An object is dropped from rest at a height of 112 m. Find the distance it falls during its final second in the air.
m
To find the distance the object falls during its final second in the air, we need to first find the time it takes for the object to fall from the starting height of 112 m to the height of 111 m, and then subtract this time from 1 second.
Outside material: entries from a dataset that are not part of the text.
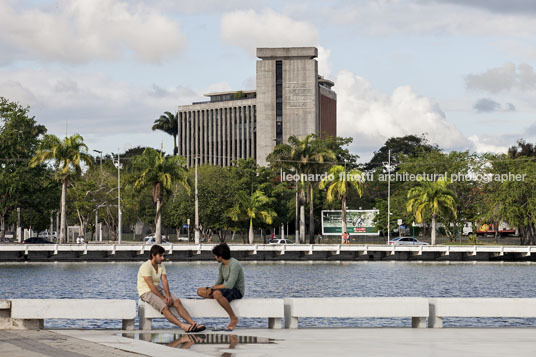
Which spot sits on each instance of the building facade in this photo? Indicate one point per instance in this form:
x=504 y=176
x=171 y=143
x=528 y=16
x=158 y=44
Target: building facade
x=290 y=99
We can use the equation of motion for an object in free fall:
d = ut + (1/2)gt^2
Where:
d = distance
u = initial velocity (which is 0 since the object is dropped from rest)
g = acceleration due to gravity (approximately 9.8 m/s^2)
t = time
Rearranging the equation to solve for time (t), we get:
t = √(2d/g)
The object falls from a height of 112 m to 111 m, so the distance (d) is 1 m. Plugging in the values, we get:
t = √(2 * 1 / 9.8)
t ≈ √0.204
t ≈ 0.452 seconds
Now, to find the distance the object falls during its final second, we subtract the time it took to fall 1 meter from 1 second:
Final time = 1 second - 0.452 seconds
Final time ≈ 0.548 seconds
Using the equation of motion, we can find the distance (d) during the final second:
d = ut + (1/2)gt^2
Since the initial velocity (u) is 0, the equation simplifies to:
d = (1/2)gt^2
Plugging in the values, we get:
d = (1/2) * 9.8 * (0.548)^2
d ≈ 0.15 meters
Therefore, the object falls approximately 0.15 meters during its final second in the air.